As if it were by magic, he really saw her for the first time – the hazel eyes that perfectly lit up the pale face and deep, dark brown hair; those small hands, the one that held her wedding ring; then he noticed her mouth and how soft it looked, even in the cold night.
“You’re beautiful” was all he could muster in the back of his head, feeling that it just wouldn’t be appropriate saying it out loud. He wanted to yell it to her though, shake her and kiss her, tell her again and again how he really felt. Of the decade that they had been together, he rarely gave compliments – no one needs to be complimented, how vain and cliche, he thought. But those words that he wanted to say were genuine, and he felt in all his heart that he could love no other…

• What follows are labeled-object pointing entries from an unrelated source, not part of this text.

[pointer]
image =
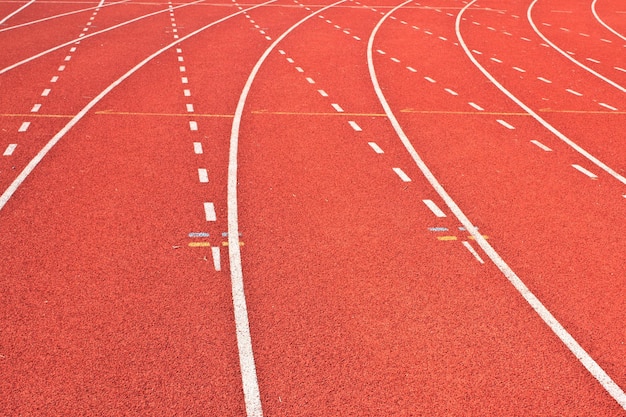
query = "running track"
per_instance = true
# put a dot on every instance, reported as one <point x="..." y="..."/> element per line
<point x="292" y="208"/>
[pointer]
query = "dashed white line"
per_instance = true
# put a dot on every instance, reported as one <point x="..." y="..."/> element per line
<point x="540" y="145"/>
<point x="209" y="212"/>
<point x="585" y="171"/>
<point x="355" y="126"/>
<point x="10" y="149"/>
<point x="505" y="124"/>
<point x="203" y="175"/>
<point x="402" y="175"/>
<point x="434" y="208"/>
<point x="375" y="147"/>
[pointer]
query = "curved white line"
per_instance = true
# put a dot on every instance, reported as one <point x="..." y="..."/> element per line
<point x="119" y="25"/>
<point x="45" y="19"/>
<point x="604" y="379"/>
<point x="252" y="395"/>
<point x="565" y="54"/>
<point x="528" y="110"/>
<point x="16" y="11"/>
<point x="595" y="13"/>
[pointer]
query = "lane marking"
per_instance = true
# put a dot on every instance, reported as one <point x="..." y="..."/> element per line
<point x="434" y="208"/>
<point x="469" y="247"/>
<point x="209" y="212"/>
<point x="203" y="175"/>
<point x="402" y="174"/>
<point x="375" y="147"/>
<point x="355" y="126"/>
<point x="505" y="124"/>
<point x="541" y="145"/>
<point x="585" y="171"/>
<point x="10" y="149"/>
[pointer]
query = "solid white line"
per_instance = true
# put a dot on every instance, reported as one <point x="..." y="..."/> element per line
<point x="217" y="262"/>
<point x="355" y="126"/>
<point x="528" y="110"/>
<point x="540" y="145"/>
<point x="16" y="11"/>
<point x="601" y="376"/>
<point x="10" y="149"/>
<point x="559" y="50"/>
<point x="402" y="174"/>
<point x="203" y="175"/>
<point x="209" y="212"/>
<point x="472" y="251"/>
<point x="375" y="147"/>
<point x="251" y="392"/>
<point x="434" y="208"/>
<point x="505" y="124"/>
<point x="585" y="171"/>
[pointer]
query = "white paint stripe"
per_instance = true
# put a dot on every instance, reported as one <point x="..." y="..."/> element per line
<point x="203" y="175"/>
<point x="601" y="376"/>
<point x="559" y="50"/>
<point x="217" y="262"/>
<point x="505" y="124"/>
<point x="607" y="106"/>
<point x="585" y="171"/>
<point x="24" y="127"/>
<point x="209" y="212"/>
<point x="476" y="106"/>
<point x="540" y="145"/>
<point x="469" y="247"/>
<point x="10" y="149"/>
<point x="402" y="174"/>
<point x="355" y="126"/>
<point x="375" y="147"/>
<point x="434" y="208"/>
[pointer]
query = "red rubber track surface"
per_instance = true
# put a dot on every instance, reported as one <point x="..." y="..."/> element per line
<point x="361" y="300"/>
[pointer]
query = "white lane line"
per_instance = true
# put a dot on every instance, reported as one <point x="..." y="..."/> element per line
<point x="209" y="212"/>
<point x="434" y="208"/>
<point x="10" y="149"/>
<point x="476" y="106"/>
<point x="607" y="106"/>
<point x="469" y="247"/>
<point x="217" y="262"/>
<point x="24" y="127"/>
<point x="505" y="124"/>
<point x="540" y="145"/>
<point x="375" y="147"/>
<point x="402" y="174"/>
<point x="355" y="126"/>
<point x="576" y="93"/>
<point x="203" y="175"/>
<point x="585" y="171"/>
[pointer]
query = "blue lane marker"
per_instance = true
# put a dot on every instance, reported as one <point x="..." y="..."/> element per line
<point x="198" y="234"/>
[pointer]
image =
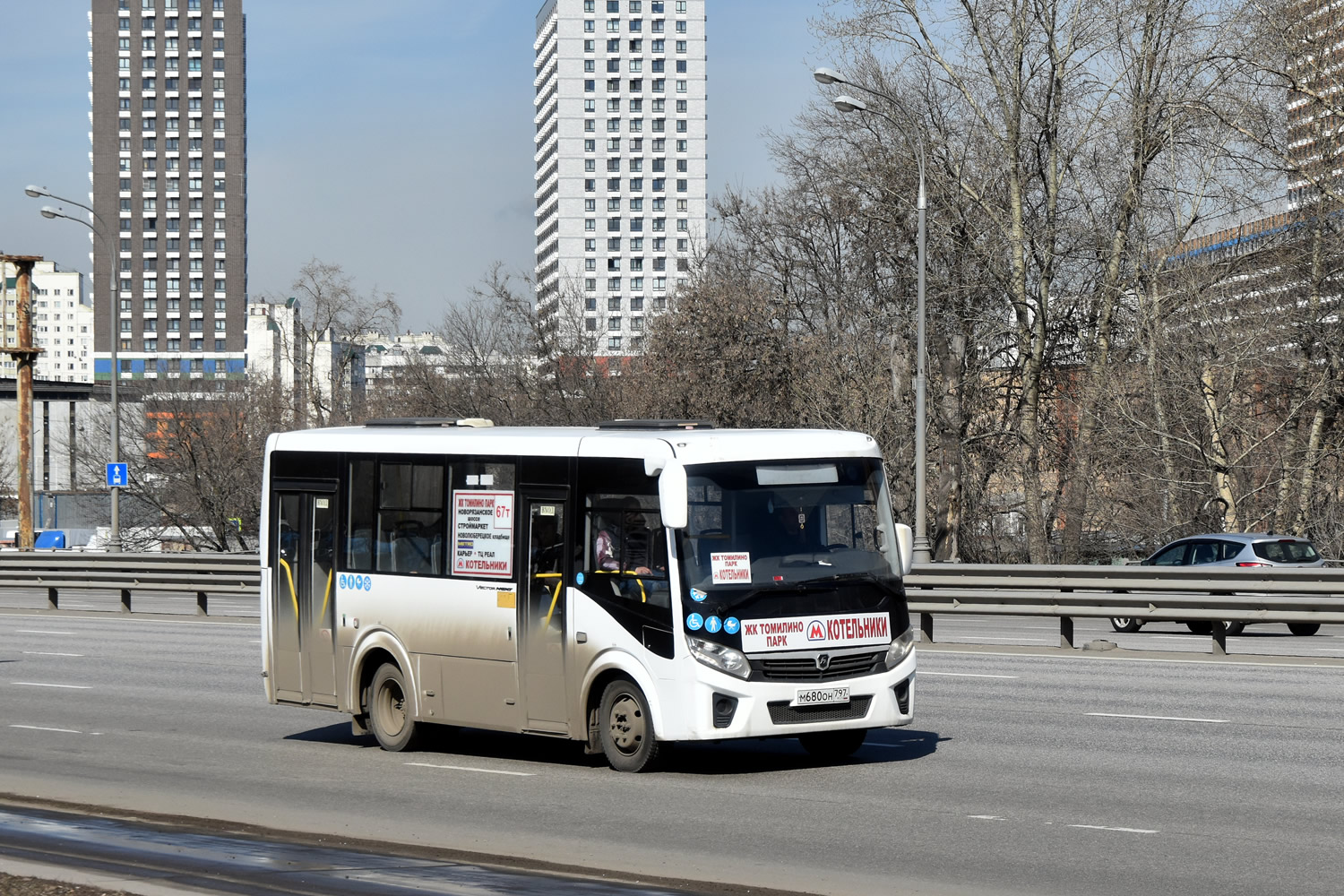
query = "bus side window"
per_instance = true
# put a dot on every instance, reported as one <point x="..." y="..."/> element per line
<point x="624" y="551"/>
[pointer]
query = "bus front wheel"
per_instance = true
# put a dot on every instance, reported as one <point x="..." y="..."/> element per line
<point x="389" y="710"/>
<point x="833" y="745"/>
<point x="626" y="727"/>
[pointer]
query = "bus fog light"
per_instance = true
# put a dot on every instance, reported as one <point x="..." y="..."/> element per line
<point x="900" y="648"/>
<point x="719" y="657"/>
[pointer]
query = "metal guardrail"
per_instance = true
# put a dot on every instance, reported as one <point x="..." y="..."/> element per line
<point x="187" y="573"/>
<point x="1177" y="594"/>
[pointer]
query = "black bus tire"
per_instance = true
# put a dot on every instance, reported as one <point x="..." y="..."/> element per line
<point x="390" y="710"/>
<point x="626" y="727"/>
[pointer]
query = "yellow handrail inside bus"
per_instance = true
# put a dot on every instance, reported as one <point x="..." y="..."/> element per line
<point x="328" y="592"/>
<point x="293" y="595"/>
<point x="644" y="597"/>
<point x="556" y="595"/>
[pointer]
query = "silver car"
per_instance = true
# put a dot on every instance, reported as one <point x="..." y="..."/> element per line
<point x="1233" y="549"/>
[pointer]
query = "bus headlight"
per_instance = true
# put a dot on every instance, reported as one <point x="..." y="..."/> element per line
<point x="900" y="648"/>
<point x="719" y="657"/>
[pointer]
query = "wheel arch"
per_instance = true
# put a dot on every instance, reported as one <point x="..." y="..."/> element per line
<point x="375" y="649"/>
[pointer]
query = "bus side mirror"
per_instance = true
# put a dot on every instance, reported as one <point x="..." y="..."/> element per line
<point x="672" y="504"/>
<point x="906" y="544"/>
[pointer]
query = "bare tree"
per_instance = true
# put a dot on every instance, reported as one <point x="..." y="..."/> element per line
<point x="331" y="314"/>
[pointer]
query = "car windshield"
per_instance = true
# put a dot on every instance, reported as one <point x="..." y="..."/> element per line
<point x="1287" y="551"/>
<point x="771" y="524"/>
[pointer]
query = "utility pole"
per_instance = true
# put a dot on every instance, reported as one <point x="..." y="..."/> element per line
<point x="23" y="355"/>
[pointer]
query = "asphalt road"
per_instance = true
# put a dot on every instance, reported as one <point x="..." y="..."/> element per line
<point x="1026" y="772"/>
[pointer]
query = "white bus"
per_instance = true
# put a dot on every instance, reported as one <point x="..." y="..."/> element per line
<point x="625" y="586"/>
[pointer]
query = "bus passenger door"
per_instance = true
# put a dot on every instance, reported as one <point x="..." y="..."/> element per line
<point x="545" y="614"/>
<point x="304" y="595"/>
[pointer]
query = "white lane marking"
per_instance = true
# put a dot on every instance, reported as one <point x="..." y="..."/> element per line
<point x="1125" y="715"/>
<point x="964" y="675"/>
<point x="986" y="637"/>
<point x="487" y="771"/>
<point x="121" y="616"/>
<point x="954" y="649"/>
<point x="42" y="684"/>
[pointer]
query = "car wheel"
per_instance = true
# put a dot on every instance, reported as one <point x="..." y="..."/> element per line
<point x="833" y="745"/>
<point x="626" y="729"/>
<point x="389" y="710"/>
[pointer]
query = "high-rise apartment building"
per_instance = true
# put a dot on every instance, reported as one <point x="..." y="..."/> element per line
<point x="1314" y="134"/>
<point x="168" y="137"/>
<point x="621" y="202"/>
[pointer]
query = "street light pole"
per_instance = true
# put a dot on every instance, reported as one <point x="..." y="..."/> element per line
<point x="922" y="554"/>
<point x="115" y="327"/>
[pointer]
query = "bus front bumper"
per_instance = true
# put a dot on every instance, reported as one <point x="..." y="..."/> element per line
<point x="728" y="707"/>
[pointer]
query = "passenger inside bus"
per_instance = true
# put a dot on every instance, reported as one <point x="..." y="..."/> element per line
<point x="632" y="552"/>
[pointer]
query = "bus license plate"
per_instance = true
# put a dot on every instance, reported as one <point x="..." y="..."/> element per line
<point x="814" y="696"/>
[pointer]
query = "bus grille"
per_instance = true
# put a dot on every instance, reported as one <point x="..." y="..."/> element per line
<point x="806" y="668"/>
<point x="782" y="713"/>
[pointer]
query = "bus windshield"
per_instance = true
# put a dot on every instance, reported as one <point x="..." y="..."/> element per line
<point x="788" y="527"/>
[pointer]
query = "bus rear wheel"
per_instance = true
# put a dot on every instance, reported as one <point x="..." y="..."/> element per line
<point x="389" y="710"/>
<point x="626" y="727"/>
<point x="833" y="745"/>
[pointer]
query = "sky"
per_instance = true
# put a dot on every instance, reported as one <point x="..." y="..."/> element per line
<point x="392" y="137"/>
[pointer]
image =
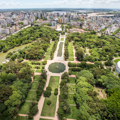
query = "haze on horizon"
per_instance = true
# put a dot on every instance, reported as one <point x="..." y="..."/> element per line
<point x="6" y="4"/>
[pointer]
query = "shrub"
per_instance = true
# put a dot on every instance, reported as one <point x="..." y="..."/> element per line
<point x="49" y="88"/>
<point x="47" y="93"/>
<point x="43" y="67"/>
<point x="49" y="102"/>
<point x="65" y="75"/>
<point x="44" y="62"/>
<point x="33" y="110"/>
<point x="71" y="64"/>
<point x="56" y="91"/>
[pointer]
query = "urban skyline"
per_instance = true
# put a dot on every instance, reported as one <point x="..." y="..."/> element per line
<point x="6" y="4"/>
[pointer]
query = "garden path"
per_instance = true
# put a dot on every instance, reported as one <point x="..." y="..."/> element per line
<point x="62" y="56"/>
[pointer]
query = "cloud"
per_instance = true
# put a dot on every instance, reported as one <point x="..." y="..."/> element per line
<point x="10" y="4"/>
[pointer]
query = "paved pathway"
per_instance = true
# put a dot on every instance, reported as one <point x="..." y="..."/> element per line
<point x="41" y="101"/>
<point x="62" y="56"/>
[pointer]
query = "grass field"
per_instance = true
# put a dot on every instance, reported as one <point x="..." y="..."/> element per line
<point x="24" y="108"/>
<point x="62" y="39"/>
<point x="54" y="82"/>
<point x="33" y="66"/>
<point x="74" y="112"/>
<point x="70" y="99"/>
<point x="34" y="86"/>
<point x="72" y="80"/>
<point x="74" y="73"/>
<point x="47" y="55"/>
<point x="116" y="60"/>
<point x="71" y="88"/>
<point x="32" y="96"/>
<point x="36" y="78"/>
<point x="49" y="110"/>
<point x="103" y="92"/>
<point x="40" y="70"/>
<point x="70" y="50"/>
<point x="44" y="119"/>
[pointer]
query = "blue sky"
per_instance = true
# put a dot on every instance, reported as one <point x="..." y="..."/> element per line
<point x="59" y="4"/>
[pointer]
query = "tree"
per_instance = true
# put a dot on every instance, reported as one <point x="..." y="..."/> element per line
<point x="47" y="93"/>
<point x="79" y="54"/>
<point x="14" y="99"/>
<point x="49" y="102"/>
<point x="5" y="93"/>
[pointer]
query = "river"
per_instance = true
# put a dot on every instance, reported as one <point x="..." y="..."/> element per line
<point x="3" y="55"/>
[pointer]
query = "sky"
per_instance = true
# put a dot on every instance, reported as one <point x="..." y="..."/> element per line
<point x="59" y="4"/>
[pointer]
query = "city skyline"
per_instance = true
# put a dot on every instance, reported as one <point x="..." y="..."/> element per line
<point x="6" y="4"/>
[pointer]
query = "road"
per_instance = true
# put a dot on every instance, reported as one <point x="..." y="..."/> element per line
<point x="15" y="32"/>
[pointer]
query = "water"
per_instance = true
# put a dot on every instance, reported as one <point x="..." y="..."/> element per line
<point x="3" y="55"/>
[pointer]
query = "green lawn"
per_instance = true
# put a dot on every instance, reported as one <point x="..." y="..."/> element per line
<point x="70" y="50"/>
<point x="21" y="118"/>
<point x="70" y="99"/>
<point x="37" y="78"/>
<point x="33" y="66"/>
<point x="40" y="70"/>
<point x="74" y="73"/>
<point x="62" y="39"/>
<point x="71" y="88"/>
<point x="54" y="82"/>
<point x="44" y="119"/>
<point x="34" y="86"/>
<point x="47" y="55"/>
<point x="31" y="95"/>
<point x="49" y="110"/>
<point x="74" y="113"/>
<point x="72" y="80"/>
<point x="59" y="54"/>
<point x="116" y="60"/>
<point x="24" y="109"/>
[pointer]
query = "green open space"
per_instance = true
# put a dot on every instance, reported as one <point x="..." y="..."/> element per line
<point x="73" y="114"/>
<point x="70" y="99"/>
<point x="103" y="92"/>
<point x="72" y="80"/>
<point x="56" y="67"/>
<point x="54" y="82"/>
<point x="33" y="65"/>
<point x="37" y="78"/>
<point x="62" y="39"/>
<point x="34" y="86"/>
<point x="44" y="119"/>
<point x="74" y="73"/>
<point x="32" y="96"/>
<point x="116" y="60"/>
<point x="71" y="88"/>
<point x="21" y="118"/>
<point x="40" y="70"/>
<point x="70" y="50"/>
<point x="49" y="110"/>
<point x="60" y="49"/>
<point x="47" y="55"/>
<point x="24" y="109"/>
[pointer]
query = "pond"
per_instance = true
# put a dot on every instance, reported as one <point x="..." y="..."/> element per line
<point x="57" y="67"/>
<point x="3" y="55"/>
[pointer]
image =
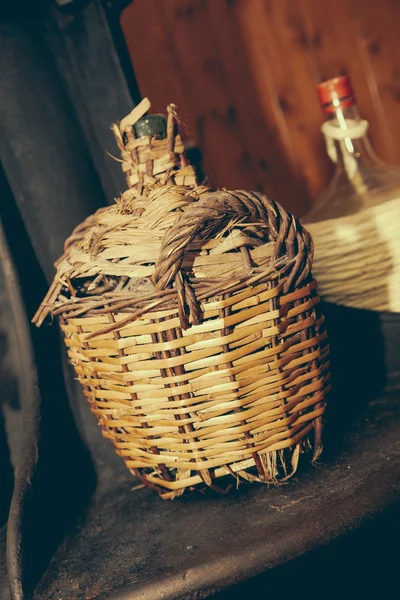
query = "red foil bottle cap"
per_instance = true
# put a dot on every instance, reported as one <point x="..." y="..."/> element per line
<point x="336" y="93"/>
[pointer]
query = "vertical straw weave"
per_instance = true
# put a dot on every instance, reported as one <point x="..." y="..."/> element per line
<point x="191" y="318"/>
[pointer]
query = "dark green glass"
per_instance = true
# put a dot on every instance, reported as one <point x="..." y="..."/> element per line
<point x="151" y="125"/>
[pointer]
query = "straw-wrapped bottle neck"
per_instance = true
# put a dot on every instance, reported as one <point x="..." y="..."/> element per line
<point x="152" y="151"/>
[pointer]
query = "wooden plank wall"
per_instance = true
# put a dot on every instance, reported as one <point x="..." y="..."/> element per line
<point x="242" y="73"/>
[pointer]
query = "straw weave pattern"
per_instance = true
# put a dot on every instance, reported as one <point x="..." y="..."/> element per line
<point x="191" y="318"/>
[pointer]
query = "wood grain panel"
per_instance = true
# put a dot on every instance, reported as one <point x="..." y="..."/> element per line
<point x="243" y="73"/>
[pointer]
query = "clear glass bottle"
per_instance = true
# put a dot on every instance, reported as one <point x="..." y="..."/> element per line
<point x="361" y="179"/>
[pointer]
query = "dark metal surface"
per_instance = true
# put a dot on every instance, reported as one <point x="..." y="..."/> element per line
<point x="62" y="86"/>
<point x="133" y="545"/>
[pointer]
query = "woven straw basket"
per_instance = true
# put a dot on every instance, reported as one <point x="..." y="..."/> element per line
<point x="191" y="318"/>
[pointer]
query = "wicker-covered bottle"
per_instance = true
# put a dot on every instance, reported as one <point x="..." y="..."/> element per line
<point x="191" y="318"/>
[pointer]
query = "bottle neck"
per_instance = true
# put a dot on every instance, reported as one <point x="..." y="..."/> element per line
<point x="347" y="140"/>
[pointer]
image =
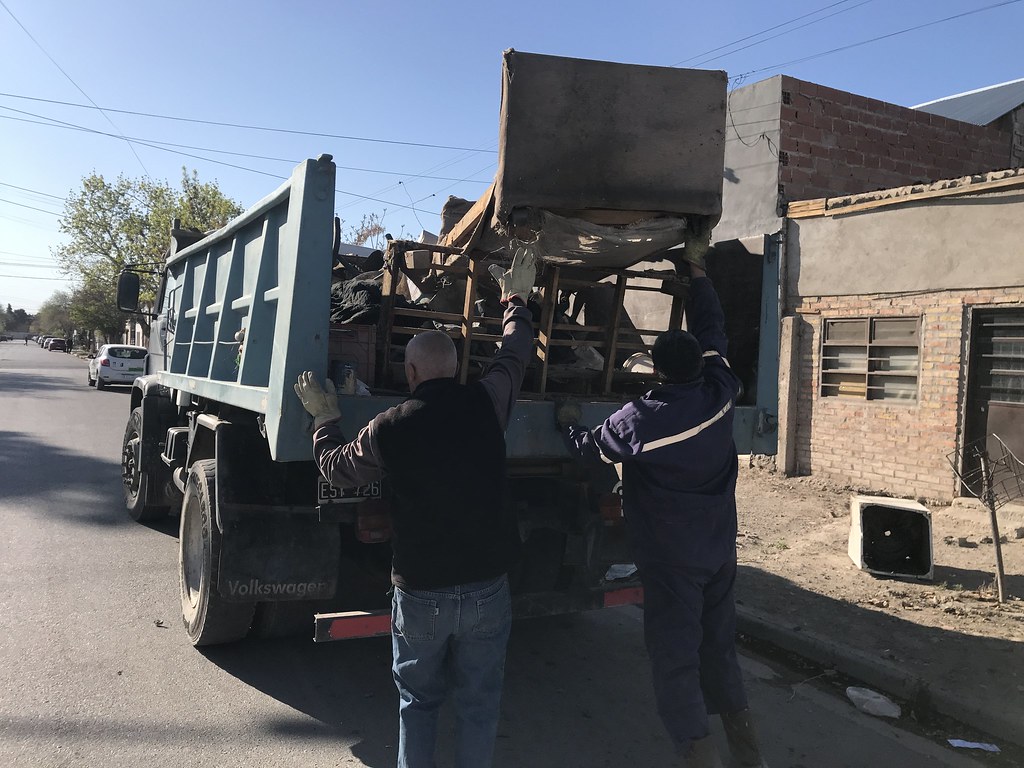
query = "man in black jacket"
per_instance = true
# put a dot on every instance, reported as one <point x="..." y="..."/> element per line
<point x="454" y="540"/>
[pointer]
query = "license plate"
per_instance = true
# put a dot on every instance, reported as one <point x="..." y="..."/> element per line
<point x="328" y="494"/>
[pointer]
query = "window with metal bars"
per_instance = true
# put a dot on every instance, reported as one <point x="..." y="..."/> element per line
<point x="999" y="359"/>
<point x="870" y="358"/>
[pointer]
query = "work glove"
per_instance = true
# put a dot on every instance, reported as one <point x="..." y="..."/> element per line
<point x="697" y="239"/>
<point x="519" y="279"/>
<point x="567" y="414"/>
<point x="320" y="403"/>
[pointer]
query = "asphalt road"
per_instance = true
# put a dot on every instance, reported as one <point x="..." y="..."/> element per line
<point x="96" y="671"/>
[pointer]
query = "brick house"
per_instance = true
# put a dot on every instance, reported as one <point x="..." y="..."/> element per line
<point x="791" y="140"/>
<point x="788" y="139"/>
<point x="903" y="335"/>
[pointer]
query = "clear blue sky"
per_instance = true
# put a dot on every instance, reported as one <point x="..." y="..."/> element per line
<point x="413" y="72"/>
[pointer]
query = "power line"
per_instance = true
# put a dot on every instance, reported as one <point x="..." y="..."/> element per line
<point x="244" y="126"/>
<point x="71" y="80"/>
<point x="757" y="34"/>
<point x="876" y="39"/>
<point x="34" y="192"/>
<point x="26" y="255"/>
<point x="43" y="119"/>
<point x="34" y="266"/>
<point x="32" y="208"/>
<point x="780" y="34"/>
<point x="60" y="123"/>
<point x="27" y="276"/>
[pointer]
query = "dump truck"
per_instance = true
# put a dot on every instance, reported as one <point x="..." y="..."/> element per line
<point x="600" y="168"/>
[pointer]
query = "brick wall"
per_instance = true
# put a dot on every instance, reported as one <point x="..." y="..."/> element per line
<point x="835" y="143"/>
<point x="876" y="445"/>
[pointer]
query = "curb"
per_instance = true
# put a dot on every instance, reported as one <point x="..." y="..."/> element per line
<point x="881" y="674"/>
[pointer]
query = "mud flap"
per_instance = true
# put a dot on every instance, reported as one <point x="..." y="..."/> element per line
<point x="282" y="557"/>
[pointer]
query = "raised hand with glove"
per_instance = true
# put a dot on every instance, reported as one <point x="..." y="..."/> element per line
<point x="518" y="280"/>
<point x="567" y="414"/>
<point x="320" y="403"/>
<point x="698" y="230"/>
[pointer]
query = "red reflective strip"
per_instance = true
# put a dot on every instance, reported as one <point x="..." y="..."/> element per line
<point x="628" y="596"/>
<point x="359" y="624"/>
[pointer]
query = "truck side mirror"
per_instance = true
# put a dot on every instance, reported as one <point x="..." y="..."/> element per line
<point x="128" y="292"/>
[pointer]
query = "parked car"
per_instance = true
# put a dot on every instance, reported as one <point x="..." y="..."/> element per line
<point x="117" y="364"/>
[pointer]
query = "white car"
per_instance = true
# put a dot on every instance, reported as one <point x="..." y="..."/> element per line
<point x="117" y="364"/>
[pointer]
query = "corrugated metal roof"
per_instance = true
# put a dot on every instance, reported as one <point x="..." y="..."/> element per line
<point x="980" y="107"/>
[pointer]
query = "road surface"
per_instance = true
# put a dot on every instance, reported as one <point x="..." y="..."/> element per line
<point x="95" y="669"/>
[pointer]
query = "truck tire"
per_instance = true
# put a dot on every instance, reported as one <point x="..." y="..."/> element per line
<point x="209" y="620"/>
<point x="135" y="479"/>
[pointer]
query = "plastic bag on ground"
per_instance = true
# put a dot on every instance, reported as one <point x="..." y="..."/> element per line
<point x="872" y="702"/>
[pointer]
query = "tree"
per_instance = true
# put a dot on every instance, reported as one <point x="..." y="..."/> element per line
<point x="14" y="320"/>
<point x="54" y="315"/>
<point x="370" y="231"/>
<point x="93" y="307"/>
<point x="128" y="221"/>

But it was too late. She was already gone. Her right hand gently tugged the small ring off from her left ring finger. “The finalizing of a divorce,” she said as she handed him the wedding ring. A small smile came across the pale face.
It looked plain in the palm of his hand. “Right,” he nodded off. Handing it back to her, he insisted, “Do what you want with it, really. It’s just a piece of scrap now.”
She shrugged, taking the ring back and putting it in her coat pocket. Her hands stayed in the pockets and she huddled a little, giving off the feeling that it was time to be going.
The moment of silence that passed between them wasn’t long, but it was deep. For that moment, they weren’t surrounded by snow and ice, and their cars were miles away. It felt like it was only them in that parking lot, and they were having their goodbye’s. No children to keep them seeing each other, no legal obligations requiring any money or frustrating and awkward court appearances. It was a final goodbye.
“Take care, Lynn.”
They both got in their cars and drove away to their separate houses and their separate lives. Both had the same question on their mind for their long, individual car ride back: Could I have done something different?